Will a low-snow winter cause NJ drought worries to reappear?
❄️ Snow is in the forecast but it won’t amount to much
❄️ NJ doesn’t need snowpack to bolster water supplies
❄️ The lack of snow this winter means fewer chemicals seeping into the soil
For the first time since last winter, Central New Jersey is expecting some snow on Wednesday, but if you were hoping for a major winter storm with lots of the white stuff piling up, you’re going to be disappointed.
Little if any accumulation is expected before temperatures warm up a bit and the precipitation finishes off as rain, melting any snow that does accumulate.
According to New Jersey state climatologist Dave Robinson, you might enjoy snow during the winter, but it’s not really necessary.

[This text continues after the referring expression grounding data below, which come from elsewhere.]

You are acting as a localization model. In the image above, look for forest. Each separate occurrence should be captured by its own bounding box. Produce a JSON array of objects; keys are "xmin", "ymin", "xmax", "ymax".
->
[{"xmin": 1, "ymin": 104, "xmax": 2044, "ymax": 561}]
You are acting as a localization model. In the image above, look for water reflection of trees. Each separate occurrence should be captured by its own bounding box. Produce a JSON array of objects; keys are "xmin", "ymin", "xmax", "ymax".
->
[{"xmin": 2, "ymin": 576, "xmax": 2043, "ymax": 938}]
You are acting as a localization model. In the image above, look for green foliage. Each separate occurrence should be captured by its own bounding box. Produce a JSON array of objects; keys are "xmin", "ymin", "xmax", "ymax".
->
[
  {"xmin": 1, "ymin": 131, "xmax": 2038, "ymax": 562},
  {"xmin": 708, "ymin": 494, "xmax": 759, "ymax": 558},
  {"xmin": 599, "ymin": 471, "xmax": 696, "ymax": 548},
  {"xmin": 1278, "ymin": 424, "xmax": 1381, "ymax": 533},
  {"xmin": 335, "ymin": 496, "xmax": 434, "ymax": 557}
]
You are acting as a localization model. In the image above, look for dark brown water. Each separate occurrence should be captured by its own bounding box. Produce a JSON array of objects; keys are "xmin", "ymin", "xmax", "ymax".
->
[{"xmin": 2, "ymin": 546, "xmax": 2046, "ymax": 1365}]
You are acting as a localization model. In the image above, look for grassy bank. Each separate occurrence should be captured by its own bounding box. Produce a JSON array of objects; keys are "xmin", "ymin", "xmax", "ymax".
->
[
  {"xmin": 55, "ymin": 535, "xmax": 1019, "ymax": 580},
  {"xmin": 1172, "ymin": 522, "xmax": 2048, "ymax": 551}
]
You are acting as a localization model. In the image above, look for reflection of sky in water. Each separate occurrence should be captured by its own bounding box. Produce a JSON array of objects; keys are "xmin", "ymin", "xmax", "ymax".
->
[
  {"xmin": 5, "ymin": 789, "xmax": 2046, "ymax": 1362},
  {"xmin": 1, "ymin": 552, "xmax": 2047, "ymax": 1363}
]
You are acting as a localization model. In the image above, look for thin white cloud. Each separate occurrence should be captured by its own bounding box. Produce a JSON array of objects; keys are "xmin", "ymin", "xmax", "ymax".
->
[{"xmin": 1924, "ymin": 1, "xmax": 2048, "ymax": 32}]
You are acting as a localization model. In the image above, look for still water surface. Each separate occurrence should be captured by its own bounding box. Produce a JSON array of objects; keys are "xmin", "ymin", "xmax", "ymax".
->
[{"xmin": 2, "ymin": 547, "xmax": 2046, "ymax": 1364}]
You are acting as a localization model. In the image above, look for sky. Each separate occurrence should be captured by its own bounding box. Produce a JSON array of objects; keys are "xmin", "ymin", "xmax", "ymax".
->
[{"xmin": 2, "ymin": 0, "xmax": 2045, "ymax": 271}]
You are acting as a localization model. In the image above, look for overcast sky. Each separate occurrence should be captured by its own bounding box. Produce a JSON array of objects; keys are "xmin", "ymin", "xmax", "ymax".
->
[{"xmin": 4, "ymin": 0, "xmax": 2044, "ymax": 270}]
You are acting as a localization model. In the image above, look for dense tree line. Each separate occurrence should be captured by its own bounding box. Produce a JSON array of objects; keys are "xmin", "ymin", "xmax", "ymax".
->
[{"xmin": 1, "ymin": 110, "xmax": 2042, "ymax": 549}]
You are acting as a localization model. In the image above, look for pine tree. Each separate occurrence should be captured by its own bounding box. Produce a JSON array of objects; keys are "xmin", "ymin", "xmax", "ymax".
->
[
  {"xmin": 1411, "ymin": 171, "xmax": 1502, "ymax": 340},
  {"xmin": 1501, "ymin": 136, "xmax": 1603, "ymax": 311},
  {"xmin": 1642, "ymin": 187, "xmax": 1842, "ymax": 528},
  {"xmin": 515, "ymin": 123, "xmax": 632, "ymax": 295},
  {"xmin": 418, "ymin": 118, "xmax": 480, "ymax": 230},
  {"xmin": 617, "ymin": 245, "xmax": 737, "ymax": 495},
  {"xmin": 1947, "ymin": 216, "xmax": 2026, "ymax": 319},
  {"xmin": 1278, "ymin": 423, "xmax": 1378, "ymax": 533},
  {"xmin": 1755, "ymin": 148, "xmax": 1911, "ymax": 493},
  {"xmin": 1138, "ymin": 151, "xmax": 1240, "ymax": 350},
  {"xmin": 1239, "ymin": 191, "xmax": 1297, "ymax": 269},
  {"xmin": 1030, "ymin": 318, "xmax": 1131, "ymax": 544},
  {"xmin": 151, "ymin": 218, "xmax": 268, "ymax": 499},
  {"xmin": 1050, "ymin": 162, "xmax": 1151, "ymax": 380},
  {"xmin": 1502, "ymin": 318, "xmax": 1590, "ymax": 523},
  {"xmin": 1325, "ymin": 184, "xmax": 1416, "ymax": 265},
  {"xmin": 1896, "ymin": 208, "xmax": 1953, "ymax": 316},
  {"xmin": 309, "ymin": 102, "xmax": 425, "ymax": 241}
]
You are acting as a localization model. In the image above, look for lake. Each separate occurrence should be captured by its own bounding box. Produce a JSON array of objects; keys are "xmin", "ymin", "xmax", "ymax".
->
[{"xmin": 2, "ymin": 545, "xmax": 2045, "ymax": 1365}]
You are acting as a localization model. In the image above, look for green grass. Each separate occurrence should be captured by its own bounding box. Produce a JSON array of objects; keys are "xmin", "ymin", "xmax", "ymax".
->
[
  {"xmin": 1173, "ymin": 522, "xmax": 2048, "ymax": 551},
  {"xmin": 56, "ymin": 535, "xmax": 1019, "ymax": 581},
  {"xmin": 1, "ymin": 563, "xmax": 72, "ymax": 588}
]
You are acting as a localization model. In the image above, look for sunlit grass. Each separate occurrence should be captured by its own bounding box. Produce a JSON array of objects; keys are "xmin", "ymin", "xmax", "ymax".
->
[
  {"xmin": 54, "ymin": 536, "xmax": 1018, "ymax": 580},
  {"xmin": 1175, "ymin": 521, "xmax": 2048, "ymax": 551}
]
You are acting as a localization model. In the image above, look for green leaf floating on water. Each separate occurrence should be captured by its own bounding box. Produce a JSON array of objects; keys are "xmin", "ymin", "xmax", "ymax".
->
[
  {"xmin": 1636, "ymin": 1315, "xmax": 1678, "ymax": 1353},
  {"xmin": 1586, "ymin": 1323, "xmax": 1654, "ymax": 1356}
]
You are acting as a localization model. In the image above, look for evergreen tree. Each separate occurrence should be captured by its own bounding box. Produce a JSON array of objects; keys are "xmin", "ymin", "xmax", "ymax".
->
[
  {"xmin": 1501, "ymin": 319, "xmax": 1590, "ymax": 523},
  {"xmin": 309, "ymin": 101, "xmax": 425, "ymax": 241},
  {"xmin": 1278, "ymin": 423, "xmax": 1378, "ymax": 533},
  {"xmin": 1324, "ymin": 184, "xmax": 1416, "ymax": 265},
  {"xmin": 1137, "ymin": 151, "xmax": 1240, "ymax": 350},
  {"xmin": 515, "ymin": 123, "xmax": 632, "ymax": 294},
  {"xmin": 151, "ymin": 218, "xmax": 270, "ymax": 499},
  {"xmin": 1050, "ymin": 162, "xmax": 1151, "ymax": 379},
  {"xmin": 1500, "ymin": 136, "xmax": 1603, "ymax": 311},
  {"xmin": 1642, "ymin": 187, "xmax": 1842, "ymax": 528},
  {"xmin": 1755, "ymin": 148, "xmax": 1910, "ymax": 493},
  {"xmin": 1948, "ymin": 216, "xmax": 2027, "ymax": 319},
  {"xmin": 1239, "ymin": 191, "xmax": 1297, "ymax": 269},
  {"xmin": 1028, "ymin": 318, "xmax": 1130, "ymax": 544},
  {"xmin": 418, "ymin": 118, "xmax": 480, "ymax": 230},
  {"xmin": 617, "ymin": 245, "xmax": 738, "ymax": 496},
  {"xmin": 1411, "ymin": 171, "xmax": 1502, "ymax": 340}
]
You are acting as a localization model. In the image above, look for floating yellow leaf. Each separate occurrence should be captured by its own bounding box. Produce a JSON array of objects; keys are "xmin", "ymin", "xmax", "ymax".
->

“New Jersey doesn’t rely on a winter snowpack for its water resources, it’s all about precipitation, whether it comes in liquid or solid form,” he said.
He said the total amount of precipitation is what’s important for the Garden State and while “we’ve put a big dent in what was a minor to moderate drought condition this past summer into fall, the bad news is we didn’t make up all the deficit.”
Reservoirs are still below normal
He pointed out that whether it’s rain or snow, “we really are relying on ample precipitation for the remainder of this winter to put us into a good position as we go into the next growing season, the next warm season.”
As to whether having snow on the ground is beneficial at all, Robinson said that “having it melt and permeate into the ground is a great way for replenishing soil moisture and getting the agricultural lands ready for the spring season but it’s not fully necessary.”
What’s the impact of less brine on the roadways?
Robinson said when there isn’t much snow falling during the winter, “there are positives of reduced costs for snow removal and reduced chemical treatments of roads and walkways.”
He noted even when public works crews treat the roadways with the newest types of brine solutions, there are chemicals that will wind up seeping into the soil.
“There’s still going to be an impact as we protect people’s safety on the road, it doesn’t help in our water bodies," he said.